W ubiegłym tygodniu burzę wywołał raport autorstwa prof. Jana Popczyka, który postuluje wstrzymanie budowy nowych bloków węglowych w Polsce (a konkretnie mówiąc, w Opolu), a w zamian rozwinięcie na dużą skalę programu termomodernizacji budynków mieszkalnych w Polsce i wyposażenie gospodarstw domowych w urządzenia do produkcji energii ze źródeł odnawialnych. Wpisywałoby się to w postulaty odchodzenia od energetyki skonsolidowanej na rzecz rozproszonej, docelowo mogącej zagwarantować krajowi bezpieczeństwo energetyczne.
Zdaniem prof. Popczyka budowa kolejnych bloków węglowych oznacza uzależnianie się Polski od importu węgla kamiennego na długie lata, ponieważ krajowa produkcja nie będzie już rosła i staje się bardzo droga. Można tu postawić pytanie o sensowność zamykania w nieodwracalny sposób polskich kopalni węgla kamiennego w latach 90., ale to temat na inny artykuł.
Śnieg na panelach
Nie polemizując w ogóle z argumentami na rzecz zwiększenia efektywności energetycznej poprzez termomodernizację (ale i także modernizację sieci przesyłowych energii itp., wymianę bloków energetycznych na bardziej efektywne, itp.), trudno nie odnieść się do tez o roli, jaką mogą odegrać odnawialne źródła energii, ani też do przytaczania przykładu Niemiec w tym zakresie. Jest to bowiem kraj, w którym kilka radykalnych (i chyba nieprzemyślanych) decyzji doprowadziło do znacznych perturbacji na rynku energii.
W ubiegłym roku, na skutek gwałtownego spadku produkcji energii elektrycznej w wyniku zamknięcia elektrowni atomowych, nastąpił wprawdzie wzrost wytwarzania ze źródeł odnawialnych, ale w jeszcze większym stopniu – z węgla kamiennego i brunatnego (wystarczy spojrzeć w dane instytutu AGEB), ponieważ Niemcy nadal rozbudowują elektrownie węglowe. Wspominał już o tym prof. Władysław Mielczarski w swojej polemice z cytowanym raportem.

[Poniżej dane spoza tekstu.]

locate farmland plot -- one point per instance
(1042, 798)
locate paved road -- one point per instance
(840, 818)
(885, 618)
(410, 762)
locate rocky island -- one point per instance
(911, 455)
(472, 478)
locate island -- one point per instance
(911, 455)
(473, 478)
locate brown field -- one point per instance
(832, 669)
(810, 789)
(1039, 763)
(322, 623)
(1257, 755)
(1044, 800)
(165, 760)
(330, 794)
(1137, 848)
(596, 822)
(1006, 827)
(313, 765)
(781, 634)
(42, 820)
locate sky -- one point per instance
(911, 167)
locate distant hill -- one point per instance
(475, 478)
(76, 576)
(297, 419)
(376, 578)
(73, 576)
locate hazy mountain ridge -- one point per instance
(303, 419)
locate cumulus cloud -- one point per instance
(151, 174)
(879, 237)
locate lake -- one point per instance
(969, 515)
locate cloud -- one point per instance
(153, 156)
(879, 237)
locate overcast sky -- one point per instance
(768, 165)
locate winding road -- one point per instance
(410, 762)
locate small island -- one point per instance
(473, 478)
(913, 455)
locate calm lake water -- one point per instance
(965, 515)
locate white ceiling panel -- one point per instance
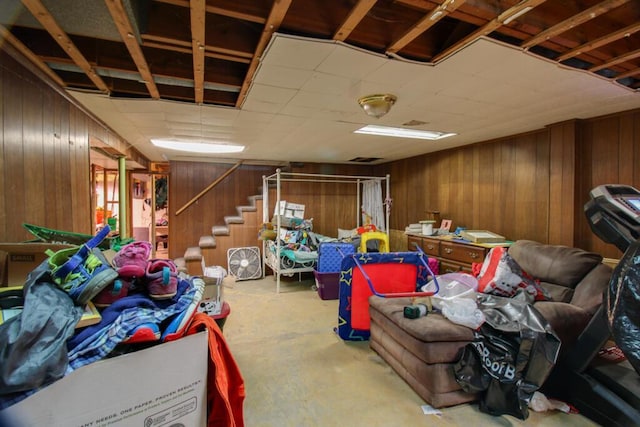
(302, 103)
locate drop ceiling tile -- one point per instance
(327, 83)
(272, 94)
(294, 52)
(351, 62)
(280, 76)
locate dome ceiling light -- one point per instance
(377, 105)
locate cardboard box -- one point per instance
(481, 236)
(211, 303)
(165, 385)
(17, 260)
(290, 210)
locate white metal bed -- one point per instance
(271, 258)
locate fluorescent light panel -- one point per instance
(198, 147)
(402, 132)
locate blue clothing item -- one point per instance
(120, 319)
(32, 344)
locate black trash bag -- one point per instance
(622, 301)
(511, 356)
(33, 349)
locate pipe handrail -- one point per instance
(209, 187)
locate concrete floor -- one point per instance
(298, 372)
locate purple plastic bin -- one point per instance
(327, 284)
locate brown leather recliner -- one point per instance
(423, 351)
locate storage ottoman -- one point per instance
(422, 351)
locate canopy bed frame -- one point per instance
(272, 257)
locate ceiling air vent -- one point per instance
(365, 159)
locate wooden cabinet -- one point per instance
(453, 256)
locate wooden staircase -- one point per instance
(240, 230)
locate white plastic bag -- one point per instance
(463, 311)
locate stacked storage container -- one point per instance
(327, 272)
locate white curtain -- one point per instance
(372, 206)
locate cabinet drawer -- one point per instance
(462, 253)
(431, 247)
(447, 266)
(412, 241)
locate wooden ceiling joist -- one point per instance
(43, 16)
(601, 41)
(127, 33)
(615, 61)
(574, 21)
(6, 35)
(198, 46)
(429, 20)
(276, 16)
(220, 11)
(504, 18)
(356, 15)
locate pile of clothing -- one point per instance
(142, 301)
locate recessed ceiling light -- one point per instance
(198, 147)
(402, 132)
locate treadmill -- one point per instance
(609, 394)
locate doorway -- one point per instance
(106, 197)
(150, 211)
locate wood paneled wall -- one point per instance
(530, 186)
(44, 156)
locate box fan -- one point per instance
(244, 263)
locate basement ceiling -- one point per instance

Nie ma w tym nic dziwnego – energia wiatrowa i słoneczna jest bardzo nieprzewidywalna i wymaga pokrycia w źródłach konwencjonalnych. Wiatr nie zawsze wieje w godzinach szczytu poboru mocy, a w przypadku słońca taka sytuacja jest wręcz regułą. Na razie zaś nie mamy technologii pozwalającej skutecznie odkładać na potem np. energię z bardzo słonecznego dnia albo z nocnej wichury.